A control logic block 1209 may include a command decoder COMMAND DEC 12091, a refresh controller REF CONT 12092 and a mode register MODE REG 12093. The mode register 12093 stores operating mode information. Each of the row decoders 1201A to 1201D operates to select a word line when a corresponding memory bank is designated by a bank control circuit 1212. Though not limited, external control signals such as a clock signal CLK, a clock enable signal CKE, a chip selection signal /CS (reference code ‘/’ indicating a row enable signal), a column address strobe signal /CAS, a row address strobe signal /RAS, a write enable signal /WE etc., and address signals passed through DQM and the mode register 12093 may be supplied to the control logic block 1209. The control logic block 1209 produces internal timing signals to control an operating mode of the SDRAM and operation of the circuit blocks based on a change of signal level or timing etc.
FIG. 3 shows the configuration of an exemplary sub array of one of the memory banks shown in FIG. 2. In particular, FIG. 3 is a block diagram of a sub array 1101. Each of the memory banks 1200A˜1200D of FIG. 2 would include a plurality of these sub arrays.
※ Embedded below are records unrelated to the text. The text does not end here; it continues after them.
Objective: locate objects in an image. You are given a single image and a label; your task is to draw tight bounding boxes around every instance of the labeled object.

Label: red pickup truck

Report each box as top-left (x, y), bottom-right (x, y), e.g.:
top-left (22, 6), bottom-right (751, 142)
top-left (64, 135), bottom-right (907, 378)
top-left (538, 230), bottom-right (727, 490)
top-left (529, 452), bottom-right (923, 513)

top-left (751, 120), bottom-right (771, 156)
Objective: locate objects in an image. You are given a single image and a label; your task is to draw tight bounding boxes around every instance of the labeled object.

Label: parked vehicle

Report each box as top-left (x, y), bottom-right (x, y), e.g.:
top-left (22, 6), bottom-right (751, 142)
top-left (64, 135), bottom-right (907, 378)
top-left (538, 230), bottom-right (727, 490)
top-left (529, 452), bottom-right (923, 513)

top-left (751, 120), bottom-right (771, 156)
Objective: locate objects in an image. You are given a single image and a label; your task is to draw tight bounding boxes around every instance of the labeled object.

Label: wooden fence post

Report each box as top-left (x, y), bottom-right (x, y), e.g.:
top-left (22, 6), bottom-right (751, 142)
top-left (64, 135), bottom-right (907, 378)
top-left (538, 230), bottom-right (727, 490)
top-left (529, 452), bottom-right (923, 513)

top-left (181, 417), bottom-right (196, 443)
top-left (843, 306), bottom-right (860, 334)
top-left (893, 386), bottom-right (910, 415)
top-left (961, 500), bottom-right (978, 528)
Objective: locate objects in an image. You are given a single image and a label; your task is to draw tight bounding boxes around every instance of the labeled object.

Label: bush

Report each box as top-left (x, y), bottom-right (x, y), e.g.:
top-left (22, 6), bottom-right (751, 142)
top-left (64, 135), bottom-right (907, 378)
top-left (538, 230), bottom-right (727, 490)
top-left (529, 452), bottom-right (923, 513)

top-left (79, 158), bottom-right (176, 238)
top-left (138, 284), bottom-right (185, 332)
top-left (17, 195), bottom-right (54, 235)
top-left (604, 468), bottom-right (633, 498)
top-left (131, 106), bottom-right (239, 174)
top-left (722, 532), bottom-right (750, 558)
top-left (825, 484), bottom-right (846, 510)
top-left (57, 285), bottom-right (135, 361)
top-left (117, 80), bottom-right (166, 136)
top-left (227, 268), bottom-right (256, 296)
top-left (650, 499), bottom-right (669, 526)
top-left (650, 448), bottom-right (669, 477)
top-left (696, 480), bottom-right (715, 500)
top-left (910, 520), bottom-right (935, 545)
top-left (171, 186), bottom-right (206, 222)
The row decoder 1200 and the column decoder 1300 for the bank are also shown in FIG. 3. The sub array 1101 comprises sub array areas 1101A and 1101B and plates 11020, 11021, 11030 and 11031. A main word line MWL may be disposed in a row direction of the sub array 1101. A sub word driver SWD is coupled to a main word line and coupled with sub word lines SWL that are provided within the plates 11020, 11021, 11030, 11031. A particular sub word line SWL may be selected by an RAA, RAB signal from RAD driver 1501A, 1501B. Each sub word driver SWD can drive four or eight sub word lines for one main word line.
Each sub array area 1101A, 1101B may include a sense amplifier activation control unit SAA that drives a plurality of bit line sense amplifiers SA, and the above mentioned RAD driver 1501A, 1501B. The sense amplifier activation control unit SAA may supply a control signal Y8A or Y8B to a sense amplifier driver D. The sense amplifier activation control unit SAA may also supply the control signal Y8A or Y8B to the RAD driver. In this manner, the sense amplifier activation control unit SAA can enable a column of plate PLT. This general structure can be repeated within the bank so that the sense amplifier activation control unit SAA can enable all even columns or all odd columns by using control signal Y8A or Y8B.
As shown in FIG. 3, RAD driver 1501A may supply a 4 bit or an 8 bit sub word line selection signal RAA to a column of the sub word line driver SWD adapted in a column of plate to which the plate 11020, 11030 belongs. The RAD driver 1501B may supply a 4 bit or an 8 bit sub word line selection signal RAA to a column of the sub word line driver SWD adapted in a column of plate to which the plate 11021, 11031 belongs.
In a semiconductor memory device having the structure described above with respect to FIGS. 2 and 3, a parallel bit test has been recently developed in which a plurality of data output pins are merged in parallel for producing a common memory test output signal. For example, when data output pins are merged in a unit of four or eight, a pass/fail decision as a test result is obtained through one representative data output pin among the four or eight data output pins. Thus, with this method, when a data bus coupled with data output pins has 64 lines, 64 bit test result data is output, and when a data bus has 32 lines, 32 bit test result data is output.